Pyramids by Bribe
From Around the world in 120 days. Cool. Let's go. in Giza, Egypt on Jul 24 '07
We got a late start the next morning--the late night didn't help--and it was well into the afternoon when we decided to see the pyramids of Giza. We caught a cab--one of the few honest cab drivers in Egypt, and proceeded to get the run down on the best places for kofta (kebabs made from ground meat). The driver stopped and bought us water--on him--and I ate some prickly pear--common on the streets in Cairo. By the time we wove our way to Giza the pyramids were closed, but this was not something we learned until a couple "tour guides" had tried to wrestle our door open, while the car was moving, causing a giant shouting match to erupt while our driver slammed his door on the invaders' legs. A touch scary, plenty exciting, we finally confirmed the pyramids were closed and found instead guides who would take us on horseback to the pyramids, bribing the police as we went so that we could enter despite the time. I'm comfortable on horseback but it was new for some of the others, and Sarah's horse was malnourished and kept collapsing, literally, which must have been scary. We were dressed up in Arab headdresses before we got there (they were a "gift" while the sodas were ten times normal price...also a gift until they had been drunk), and then made our way across the dunes. The pyramids lift from a sea of development that laps their one edge, but there they are--magnificent, breathtakingly grand and large. We caught the sunset, and as the sky turned dusky and orange a hundred minaret calls from Cairo called out the evening prayers and, alone for a moment on horseback the instant was hauntingly beautiful, enchanting, timeless and with me even now.
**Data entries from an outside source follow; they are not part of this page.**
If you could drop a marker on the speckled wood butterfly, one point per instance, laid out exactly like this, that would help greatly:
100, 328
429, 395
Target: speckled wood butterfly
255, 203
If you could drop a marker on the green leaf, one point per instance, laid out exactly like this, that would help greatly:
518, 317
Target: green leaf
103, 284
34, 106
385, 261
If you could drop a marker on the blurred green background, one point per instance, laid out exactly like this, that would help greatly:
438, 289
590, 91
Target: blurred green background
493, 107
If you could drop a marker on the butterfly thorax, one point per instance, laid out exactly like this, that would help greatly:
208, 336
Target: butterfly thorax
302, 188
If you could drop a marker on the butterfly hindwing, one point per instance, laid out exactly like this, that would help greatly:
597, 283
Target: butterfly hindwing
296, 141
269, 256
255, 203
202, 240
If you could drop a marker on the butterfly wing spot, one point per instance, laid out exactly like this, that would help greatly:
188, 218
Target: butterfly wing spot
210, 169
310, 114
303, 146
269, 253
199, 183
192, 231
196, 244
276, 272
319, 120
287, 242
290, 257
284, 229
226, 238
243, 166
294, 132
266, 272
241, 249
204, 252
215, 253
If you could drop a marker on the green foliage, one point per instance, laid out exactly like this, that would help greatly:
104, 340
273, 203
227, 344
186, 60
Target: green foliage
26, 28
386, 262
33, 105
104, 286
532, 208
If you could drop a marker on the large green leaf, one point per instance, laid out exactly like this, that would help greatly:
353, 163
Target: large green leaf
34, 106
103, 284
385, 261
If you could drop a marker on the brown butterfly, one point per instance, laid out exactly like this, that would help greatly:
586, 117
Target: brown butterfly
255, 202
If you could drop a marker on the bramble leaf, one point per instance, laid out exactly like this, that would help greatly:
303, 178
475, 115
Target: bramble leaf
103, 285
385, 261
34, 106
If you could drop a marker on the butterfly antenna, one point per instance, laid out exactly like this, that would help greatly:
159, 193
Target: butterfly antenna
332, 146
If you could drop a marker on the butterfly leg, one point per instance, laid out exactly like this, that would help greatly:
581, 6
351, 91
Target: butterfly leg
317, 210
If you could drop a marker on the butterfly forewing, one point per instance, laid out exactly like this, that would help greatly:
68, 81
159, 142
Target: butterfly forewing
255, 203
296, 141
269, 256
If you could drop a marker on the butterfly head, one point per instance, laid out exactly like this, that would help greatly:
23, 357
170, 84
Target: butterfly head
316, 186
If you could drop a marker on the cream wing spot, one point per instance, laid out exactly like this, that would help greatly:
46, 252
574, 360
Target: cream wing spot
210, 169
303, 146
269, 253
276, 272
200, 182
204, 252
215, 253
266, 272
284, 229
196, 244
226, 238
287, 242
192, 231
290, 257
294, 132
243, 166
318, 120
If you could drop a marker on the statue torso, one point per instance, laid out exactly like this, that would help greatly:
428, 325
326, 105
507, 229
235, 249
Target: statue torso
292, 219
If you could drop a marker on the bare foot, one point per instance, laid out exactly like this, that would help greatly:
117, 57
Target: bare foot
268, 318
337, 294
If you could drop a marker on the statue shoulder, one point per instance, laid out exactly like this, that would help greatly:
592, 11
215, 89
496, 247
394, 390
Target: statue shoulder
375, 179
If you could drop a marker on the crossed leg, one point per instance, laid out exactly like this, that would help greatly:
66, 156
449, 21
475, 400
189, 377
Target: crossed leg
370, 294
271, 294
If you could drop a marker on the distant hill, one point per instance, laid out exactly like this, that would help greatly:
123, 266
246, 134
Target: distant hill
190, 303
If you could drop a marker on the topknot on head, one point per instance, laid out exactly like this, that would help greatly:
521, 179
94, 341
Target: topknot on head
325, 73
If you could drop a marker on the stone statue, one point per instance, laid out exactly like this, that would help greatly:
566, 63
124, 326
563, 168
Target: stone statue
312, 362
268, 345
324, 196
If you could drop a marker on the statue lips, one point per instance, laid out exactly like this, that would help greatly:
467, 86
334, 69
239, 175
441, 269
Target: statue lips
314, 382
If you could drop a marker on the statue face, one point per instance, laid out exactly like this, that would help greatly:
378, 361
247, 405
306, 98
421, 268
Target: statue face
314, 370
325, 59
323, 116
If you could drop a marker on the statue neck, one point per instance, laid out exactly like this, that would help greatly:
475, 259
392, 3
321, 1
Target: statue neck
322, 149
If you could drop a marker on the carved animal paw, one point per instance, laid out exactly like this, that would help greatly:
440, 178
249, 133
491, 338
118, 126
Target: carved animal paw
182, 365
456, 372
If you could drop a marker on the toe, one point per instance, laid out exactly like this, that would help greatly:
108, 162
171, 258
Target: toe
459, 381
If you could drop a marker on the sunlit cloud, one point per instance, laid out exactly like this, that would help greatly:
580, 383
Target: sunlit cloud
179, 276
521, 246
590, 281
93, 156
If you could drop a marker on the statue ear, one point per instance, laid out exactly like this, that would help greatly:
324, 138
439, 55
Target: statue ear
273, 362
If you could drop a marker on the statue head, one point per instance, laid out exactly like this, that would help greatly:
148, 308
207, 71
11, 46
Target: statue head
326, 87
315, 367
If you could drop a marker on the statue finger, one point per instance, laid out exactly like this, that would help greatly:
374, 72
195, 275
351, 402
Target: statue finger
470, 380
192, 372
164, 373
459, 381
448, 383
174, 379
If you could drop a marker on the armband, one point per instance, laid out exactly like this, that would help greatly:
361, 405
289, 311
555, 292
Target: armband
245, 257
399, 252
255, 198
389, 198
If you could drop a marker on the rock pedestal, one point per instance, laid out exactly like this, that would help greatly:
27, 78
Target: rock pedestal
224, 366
It was as if we were Lawrence of Arabia, and it was a true adventure--on the way we met a camel named Michael Jackson, realized our guide had one brown eye and one blind blue eye, learned that the Sphynx's nose is in the British Museum (the thieving bastards have all sorts of colonial plunder still tucked away in their dark basements), and my stirrup broke--giving me the chance to gallop stirrupless with bribed police as an audience.
Then the horse collapsed and another fight erupted
Arriving in Giza it was dark and scary--the locals don't like horses going down their alleys and we almost got caned by a less than pleasant man. At last we got back to the hotel, and Anant, his friend Ayran, and I found an Indian restaurant run by the Oberoi--imagine that--and gorged on perfect butter chicken and lassis. Not Egyptian, but wonderful.
Later, while the others had a sleep, Anant and I went back to the casinos and caught a straight flush that paid forty to one, and we turned our collective forty dollars into two hundred. I'm not one to gamble--I hate seeing my hard-earned money go fast to no end, but in moderation, with a reasonable upper bound, which I could lose without being upset, it can be fun. Once we caught our good cards we cashed out. We were rolling high and beating the house and both of us knew it wasn't going to go on forever, so we quit while we were quite ahead.
Ahead, full, and happy, one ancient wonder under our belts.